Jack Hillen and Steve Oleksy are frontrunners for defensive spots on the Caps opening night roster. (Photo credit: Greg Fiume/Getty Images)
With days to go before the start of the regular season, a few questions regarding the Washington Capitals’ opening day roster remain unanswered. First among them is this: who will be the Caps bottom-pairing D-men?
With four defensemen (John Carlson, Karl Alzner, Mike Green, and John Erskine) pretty much guaranteed spots on the blueline for the opener in Chicago, two or three positions are up for grabs (I’ll assume Caps will roll with seven rearguards, which is likely considering the look Tom Wilson may get early in the season).
George McPhee has mentioned that he expects to begin a year with a full 23-man roster, also acknowledging he’d likely have to make a move in order to fit Tom Wilson under the cap.
The Caps already have made some decisions regarding their opening-day roster. Nate Schmidt, Cameron Schilling, and Patrick Wey were all assigned to Hershey– a surprise to no one. First year pros Schmidt and Wey need to polish their game, while another former college standout, Cam Schilling, has always been a longshot to make the big club even despite his professional experience.
The biggest decision so far came Wednesday: the Caps waived Czech blueliner Tomas Kundratek. The 23-year-old, who got on a scoring roll in Hershey during the lockout, spent more than a half of the shortened season with the Caps. Placing him on waivers came as a bit of a surprise for me taking his low cap hit of $550,000 into consideration.
Steve Oleksy and Jack Hillen are frontrunners for two of three free roster spots with the Caps. Both were quite impressive for the Caps down the stretch last year and given Adam Oates’ loyalty towards players who have already proven themselves, I would expect both of them to make it. Their low cap numbers ($700,000 for Hillen and $541,667 for Oleksy) also help their cause.

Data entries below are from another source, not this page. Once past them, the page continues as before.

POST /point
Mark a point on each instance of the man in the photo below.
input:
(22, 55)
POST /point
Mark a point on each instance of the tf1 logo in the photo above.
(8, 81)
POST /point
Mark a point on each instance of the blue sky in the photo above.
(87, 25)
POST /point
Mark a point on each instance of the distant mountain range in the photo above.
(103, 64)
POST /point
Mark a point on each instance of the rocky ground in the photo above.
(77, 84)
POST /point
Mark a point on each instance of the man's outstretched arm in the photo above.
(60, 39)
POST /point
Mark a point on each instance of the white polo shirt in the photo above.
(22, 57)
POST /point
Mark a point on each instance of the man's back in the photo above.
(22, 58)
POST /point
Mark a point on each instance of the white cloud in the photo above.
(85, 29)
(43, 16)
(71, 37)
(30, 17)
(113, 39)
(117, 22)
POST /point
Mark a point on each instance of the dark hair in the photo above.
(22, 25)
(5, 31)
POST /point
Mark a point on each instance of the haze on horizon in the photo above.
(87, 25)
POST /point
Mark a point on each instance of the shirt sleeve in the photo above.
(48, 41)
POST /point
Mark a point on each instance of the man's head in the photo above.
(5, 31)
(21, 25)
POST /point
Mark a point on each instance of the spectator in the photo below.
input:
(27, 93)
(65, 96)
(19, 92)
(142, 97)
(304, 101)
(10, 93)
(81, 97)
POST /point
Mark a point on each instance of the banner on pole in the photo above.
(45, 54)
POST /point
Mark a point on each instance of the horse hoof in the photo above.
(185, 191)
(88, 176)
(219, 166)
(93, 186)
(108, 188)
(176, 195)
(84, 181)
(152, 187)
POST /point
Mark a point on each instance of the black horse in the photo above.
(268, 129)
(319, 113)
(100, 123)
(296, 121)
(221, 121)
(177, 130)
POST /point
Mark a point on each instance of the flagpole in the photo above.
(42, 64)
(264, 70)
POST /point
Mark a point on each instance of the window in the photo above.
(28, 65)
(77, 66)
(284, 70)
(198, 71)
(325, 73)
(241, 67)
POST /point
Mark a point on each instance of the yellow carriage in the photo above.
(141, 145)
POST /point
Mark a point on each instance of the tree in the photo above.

Dmitry Orlov hasn’t had a very convincing camp in my opinion, but Adam Oates may have seen something I haven’t, and waiving Kundratek has greatly improved Dima’s chances to start the year with the Caps. Orlov, who is finally healthy after an injury-plagued year, carries a larger cap hit ($900,000) and is waiver-exempt, so if he starts a year in the big league, it will be a huge vote of confidence by the coaching stuff. But it seems unlikely that he’ll be kept up in Washington unless he’s above Hillen or Erskine in Oates’ chart. Caps would probably want a youngster to play instead of sitting in the pressbox as a seventh defenseman.
Unlike Orlov, Tyson Strachan is a perfect #7. Strachan played, quite memorably, in 38 games with Florida last year. He’s a guy Capitals management would be comfortable with sitting in the press box much of the time, and he should be able to hold his own if given an opportunity to play. Strachan carries a team-friendly $550,000 cap hit and plays a reliable defensive game.
Connor Carrick may have surprised everyone with his tremendous preseason performance, but he is the underdog. I would expect the 19-year-old to start the season with the Bears, but he may be one of the Caps recall options as a right defenseman. Carrick’s cap hit is $636,667, which seems manageable.
Michal Cajkovsky is still in camp, though it’s tough to imagine him in the starting lineup. He’s quietly had a good camp, establishing a physical presence in every game and showing some offensive touch. He doesn’t have a contract with Washington (just like forward Dane Byers, who has been considered as well). Cajkovsky may still make a name for himself, but he is a work in progress.
Wild card: Could the Caps sign a veteran blueliner to fill in? Available players include Ian White, Greg Zanon, Carlo Colaiacovo, Ryan Whitney, Wade Redden, and two familiar names: Tom Poti and Steve Eminger.
My picks are Hillen, Oleksy and Strachan. Who have you got?